Even at 93 the issue had riled Mummy. First as a wife and then as a widow, she’s spent over seven decades connected to the army and firmly believes she understands it better than most. Judges, who have no martial tradition to boast of and little understanding of the services, are unlikely to change her mind. And Mummy can be pretty obstinate.
“Don’t you think women have a right to join the army if they want to?” It wasn’t a serious question so much as an attempt to engage her in conversation. But Mummy saw it as an opportunity to teach me a thing or two.
“Don’t be silly” she shot back. “No one has a right to join the army. It’s not a birthright conferred upon you. Not unless you qualify and you are accepted. In this case, the army is the best judge of what they want and who meets their standards or requirement.”
“Oh, come now, Mummy”, I responded, still trying to be jocular despite her heavily crossed eye-brows and clearly visible irritation. “Don’t you think women in uniform parading down Rajpath would make a fetching sight?”

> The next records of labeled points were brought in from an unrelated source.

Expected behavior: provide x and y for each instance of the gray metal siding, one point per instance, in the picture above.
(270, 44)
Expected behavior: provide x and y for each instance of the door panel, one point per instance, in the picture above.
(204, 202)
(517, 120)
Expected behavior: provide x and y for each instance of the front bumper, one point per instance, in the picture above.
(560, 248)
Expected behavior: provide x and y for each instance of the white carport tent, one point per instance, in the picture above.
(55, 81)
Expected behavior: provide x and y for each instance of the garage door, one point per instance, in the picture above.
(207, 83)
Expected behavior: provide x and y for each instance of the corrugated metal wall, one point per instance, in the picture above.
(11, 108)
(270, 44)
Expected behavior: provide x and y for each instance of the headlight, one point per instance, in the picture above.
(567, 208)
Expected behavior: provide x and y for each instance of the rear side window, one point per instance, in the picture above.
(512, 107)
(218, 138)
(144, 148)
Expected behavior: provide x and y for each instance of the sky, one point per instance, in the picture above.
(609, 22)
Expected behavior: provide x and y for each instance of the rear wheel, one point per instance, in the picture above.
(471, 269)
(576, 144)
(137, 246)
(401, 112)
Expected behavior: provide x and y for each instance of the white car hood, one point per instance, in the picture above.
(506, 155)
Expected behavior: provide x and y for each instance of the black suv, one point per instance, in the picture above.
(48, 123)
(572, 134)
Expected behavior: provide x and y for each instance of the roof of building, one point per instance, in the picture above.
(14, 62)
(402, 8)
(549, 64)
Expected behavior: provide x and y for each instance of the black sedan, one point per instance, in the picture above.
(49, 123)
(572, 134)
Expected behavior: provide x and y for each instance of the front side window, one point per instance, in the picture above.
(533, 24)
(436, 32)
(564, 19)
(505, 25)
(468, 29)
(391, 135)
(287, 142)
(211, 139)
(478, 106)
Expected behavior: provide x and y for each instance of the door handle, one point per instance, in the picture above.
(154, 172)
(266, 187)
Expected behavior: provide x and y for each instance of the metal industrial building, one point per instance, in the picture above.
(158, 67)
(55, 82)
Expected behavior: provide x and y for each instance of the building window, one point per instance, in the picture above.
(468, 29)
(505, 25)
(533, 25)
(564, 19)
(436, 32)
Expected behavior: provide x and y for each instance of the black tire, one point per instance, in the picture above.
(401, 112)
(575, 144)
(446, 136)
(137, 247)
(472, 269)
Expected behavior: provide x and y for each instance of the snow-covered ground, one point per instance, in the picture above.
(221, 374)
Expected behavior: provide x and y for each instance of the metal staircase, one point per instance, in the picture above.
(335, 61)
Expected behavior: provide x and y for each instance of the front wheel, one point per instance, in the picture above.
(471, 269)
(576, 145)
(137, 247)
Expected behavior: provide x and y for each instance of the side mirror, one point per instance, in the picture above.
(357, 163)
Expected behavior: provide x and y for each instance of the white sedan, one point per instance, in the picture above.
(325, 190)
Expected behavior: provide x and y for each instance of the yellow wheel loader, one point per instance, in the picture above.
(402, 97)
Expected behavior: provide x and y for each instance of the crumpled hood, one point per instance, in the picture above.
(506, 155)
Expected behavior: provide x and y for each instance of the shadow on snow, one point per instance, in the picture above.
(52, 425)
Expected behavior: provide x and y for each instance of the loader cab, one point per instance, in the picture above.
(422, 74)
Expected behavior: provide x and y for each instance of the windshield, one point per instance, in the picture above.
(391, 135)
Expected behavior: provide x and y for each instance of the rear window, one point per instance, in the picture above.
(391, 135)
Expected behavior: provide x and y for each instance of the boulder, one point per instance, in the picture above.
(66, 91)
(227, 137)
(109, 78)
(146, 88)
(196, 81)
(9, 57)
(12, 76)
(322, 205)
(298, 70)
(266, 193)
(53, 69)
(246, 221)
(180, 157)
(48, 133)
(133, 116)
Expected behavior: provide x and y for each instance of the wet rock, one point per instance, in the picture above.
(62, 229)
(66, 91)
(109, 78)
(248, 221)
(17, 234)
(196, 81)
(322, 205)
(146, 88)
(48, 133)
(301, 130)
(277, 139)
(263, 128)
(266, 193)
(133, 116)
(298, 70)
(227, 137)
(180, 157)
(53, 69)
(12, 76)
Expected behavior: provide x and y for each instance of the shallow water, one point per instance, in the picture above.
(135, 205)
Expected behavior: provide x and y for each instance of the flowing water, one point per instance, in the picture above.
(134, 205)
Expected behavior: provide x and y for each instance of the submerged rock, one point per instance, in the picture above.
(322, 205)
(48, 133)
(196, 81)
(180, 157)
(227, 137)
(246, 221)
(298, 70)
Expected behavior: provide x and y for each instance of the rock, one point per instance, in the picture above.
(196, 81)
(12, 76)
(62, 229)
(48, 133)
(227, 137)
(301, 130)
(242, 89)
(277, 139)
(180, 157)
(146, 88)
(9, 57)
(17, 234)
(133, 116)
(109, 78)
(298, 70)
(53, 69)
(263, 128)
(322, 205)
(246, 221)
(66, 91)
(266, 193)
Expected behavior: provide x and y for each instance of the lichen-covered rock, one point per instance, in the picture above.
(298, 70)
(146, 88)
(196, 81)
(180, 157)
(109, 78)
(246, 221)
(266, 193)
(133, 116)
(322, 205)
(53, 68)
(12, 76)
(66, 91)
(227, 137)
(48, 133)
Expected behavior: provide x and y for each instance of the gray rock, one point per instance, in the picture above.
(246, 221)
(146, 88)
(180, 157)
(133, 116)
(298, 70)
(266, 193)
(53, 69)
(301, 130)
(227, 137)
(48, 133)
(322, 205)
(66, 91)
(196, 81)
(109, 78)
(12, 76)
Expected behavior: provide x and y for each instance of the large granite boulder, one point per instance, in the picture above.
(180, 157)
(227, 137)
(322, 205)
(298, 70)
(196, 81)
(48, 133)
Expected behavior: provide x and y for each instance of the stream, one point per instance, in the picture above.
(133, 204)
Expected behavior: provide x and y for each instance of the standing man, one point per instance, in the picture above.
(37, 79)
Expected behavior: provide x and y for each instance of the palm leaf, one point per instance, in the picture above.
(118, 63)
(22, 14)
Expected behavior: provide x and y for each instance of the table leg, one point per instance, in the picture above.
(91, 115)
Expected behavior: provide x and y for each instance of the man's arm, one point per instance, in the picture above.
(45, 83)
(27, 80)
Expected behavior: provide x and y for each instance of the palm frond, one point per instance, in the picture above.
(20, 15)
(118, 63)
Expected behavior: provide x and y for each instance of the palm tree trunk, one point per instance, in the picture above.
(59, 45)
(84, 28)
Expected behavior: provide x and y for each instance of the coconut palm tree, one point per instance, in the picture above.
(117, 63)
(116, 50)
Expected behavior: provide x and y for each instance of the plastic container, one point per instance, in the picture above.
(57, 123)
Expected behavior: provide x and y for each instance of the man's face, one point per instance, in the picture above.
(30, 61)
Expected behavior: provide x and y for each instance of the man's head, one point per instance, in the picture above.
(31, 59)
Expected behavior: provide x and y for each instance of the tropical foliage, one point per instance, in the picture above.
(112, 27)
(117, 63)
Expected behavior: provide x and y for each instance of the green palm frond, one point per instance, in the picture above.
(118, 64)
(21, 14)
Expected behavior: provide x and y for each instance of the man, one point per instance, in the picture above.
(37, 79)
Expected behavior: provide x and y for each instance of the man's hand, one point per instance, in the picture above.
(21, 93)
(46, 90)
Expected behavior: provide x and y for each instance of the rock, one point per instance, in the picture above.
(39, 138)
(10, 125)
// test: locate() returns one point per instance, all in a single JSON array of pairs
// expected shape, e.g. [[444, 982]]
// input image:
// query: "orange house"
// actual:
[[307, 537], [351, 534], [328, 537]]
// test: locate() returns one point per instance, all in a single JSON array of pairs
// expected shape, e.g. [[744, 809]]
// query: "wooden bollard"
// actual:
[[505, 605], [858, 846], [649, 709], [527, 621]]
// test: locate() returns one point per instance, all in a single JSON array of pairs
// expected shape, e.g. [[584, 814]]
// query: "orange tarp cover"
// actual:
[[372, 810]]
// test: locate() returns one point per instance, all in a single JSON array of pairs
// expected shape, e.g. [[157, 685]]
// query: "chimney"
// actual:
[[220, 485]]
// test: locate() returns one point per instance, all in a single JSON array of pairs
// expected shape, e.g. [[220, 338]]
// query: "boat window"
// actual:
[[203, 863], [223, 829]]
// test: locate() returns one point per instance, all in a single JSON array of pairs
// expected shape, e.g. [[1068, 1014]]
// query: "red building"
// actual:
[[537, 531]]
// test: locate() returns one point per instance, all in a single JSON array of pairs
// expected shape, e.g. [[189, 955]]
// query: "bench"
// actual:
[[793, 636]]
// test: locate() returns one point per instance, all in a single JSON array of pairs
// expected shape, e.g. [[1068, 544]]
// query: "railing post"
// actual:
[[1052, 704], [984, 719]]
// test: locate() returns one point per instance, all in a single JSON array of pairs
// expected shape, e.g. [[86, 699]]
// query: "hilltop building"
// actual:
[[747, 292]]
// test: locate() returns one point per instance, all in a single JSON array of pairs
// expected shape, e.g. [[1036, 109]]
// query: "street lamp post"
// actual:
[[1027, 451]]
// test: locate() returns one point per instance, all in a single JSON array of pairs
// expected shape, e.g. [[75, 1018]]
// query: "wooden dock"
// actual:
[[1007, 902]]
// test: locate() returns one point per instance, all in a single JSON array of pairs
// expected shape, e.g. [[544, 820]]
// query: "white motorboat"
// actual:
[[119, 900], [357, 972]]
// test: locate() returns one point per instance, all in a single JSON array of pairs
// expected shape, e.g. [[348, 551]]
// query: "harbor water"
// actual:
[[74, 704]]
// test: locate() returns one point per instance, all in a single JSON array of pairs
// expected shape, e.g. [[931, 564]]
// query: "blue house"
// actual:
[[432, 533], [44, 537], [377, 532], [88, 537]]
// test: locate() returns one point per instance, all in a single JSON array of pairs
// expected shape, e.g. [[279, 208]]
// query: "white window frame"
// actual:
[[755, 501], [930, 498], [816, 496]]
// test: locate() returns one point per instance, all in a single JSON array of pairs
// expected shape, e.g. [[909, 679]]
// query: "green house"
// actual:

I think she snorted. At least it sounded like that. At any rate her contempt for my comment was difficult to miss.
“But the judges aren’t only talking of decorative roles. Would you feel safe if the defence of India was left in the care of women indulging in hand-to-hand combat with strapping lads from China and Pakistan?” Mummy waited for the import of her question to sink in. When she thought it had, she delivered her coup de grace. “When you’re faced with the prospect of ending up as chopsuey or burra kebab I think you’ll be very grateful for a tough male soldier ready to sacrifice his life for you!”
The force of that rejoinder took me aback. I had no idea Mummy had such strong and passionate views. But now that I had made this discovery I was keen to find out more.
“But there are non-combat roles women can perform. What’s wrong with that?”
“If only you’d use your head you’d realise non-combat roles are meant for the second rank. Do you want women to be in a position where they are permanently inferior?” This time Mummy positively spat out her words. So I decided to change tack.
“And do you agree with the argument that soldiers don’t like taking orders from women? The army says it goes against their cultural grain.”
“It depends on which women you mean. They may not like being commanded by one but they’ll bloody well do as they’re told when spoken to by a senior officer’s wife!” Clearly that must’ve brought back happy memories because Mummy started smiling.
“Now enough of this nonsense or I’ll think you’re as daft as those silly judges.”